Der Soziologe untersucht Vorgänge, die in breiteren gesellschaftlichen Zusammenhängen stehen (AG Soziologie, 2004). Das Verstehen und Erklären der Soziologie geht von einem Vorrang des Sozialen aus, d.h. individuelles Erleben, Denken und Handeln kann nur in den sozialen Lebenszusammenhängen betrachtet werden (Scherr, 2013a).

Wichtige Themenfelder der Soziologie sind z.
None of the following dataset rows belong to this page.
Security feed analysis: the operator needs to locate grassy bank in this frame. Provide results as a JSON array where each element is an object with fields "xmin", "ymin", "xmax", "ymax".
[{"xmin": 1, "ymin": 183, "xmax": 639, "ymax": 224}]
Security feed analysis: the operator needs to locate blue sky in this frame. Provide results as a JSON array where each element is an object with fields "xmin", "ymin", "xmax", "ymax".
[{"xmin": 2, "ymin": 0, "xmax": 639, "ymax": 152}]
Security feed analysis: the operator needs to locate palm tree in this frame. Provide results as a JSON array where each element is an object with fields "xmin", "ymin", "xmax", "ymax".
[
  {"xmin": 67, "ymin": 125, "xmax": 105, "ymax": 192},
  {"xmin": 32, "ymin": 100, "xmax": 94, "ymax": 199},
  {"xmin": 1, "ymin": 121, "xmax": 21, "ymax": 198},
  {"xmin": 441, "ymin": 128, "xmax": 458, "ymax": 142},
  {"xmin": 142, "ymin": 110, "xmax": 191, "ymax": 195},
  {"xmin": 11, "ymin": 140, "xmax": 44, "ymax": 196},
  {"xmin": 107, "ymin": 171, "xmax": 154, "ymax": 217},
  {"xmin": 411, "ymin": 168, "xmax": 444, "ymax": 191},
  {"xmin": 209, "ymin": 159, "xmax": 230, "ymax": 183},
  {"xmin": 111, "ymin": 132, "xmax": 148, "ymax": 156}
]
B. die Sozialstrukturanalyse, die Migrationsforschung, die Soziologie des Arbeitsmarkts, die Familiensoziologie, die Lebenslaufforschung, die pädagogische und die politische Soziologie.

Soziologie als Wissenschaft

Die Gründerväter der Soziologie, Max Weber (1864-1920) und Emile Durkheim (1858-1917), haben auf die Frage, was die Soziologie als Wissenschaft auszeichnet, folgende Antworten gegeben (Gukenbiehl, 2010):

Fotografien Weber und Durkheim.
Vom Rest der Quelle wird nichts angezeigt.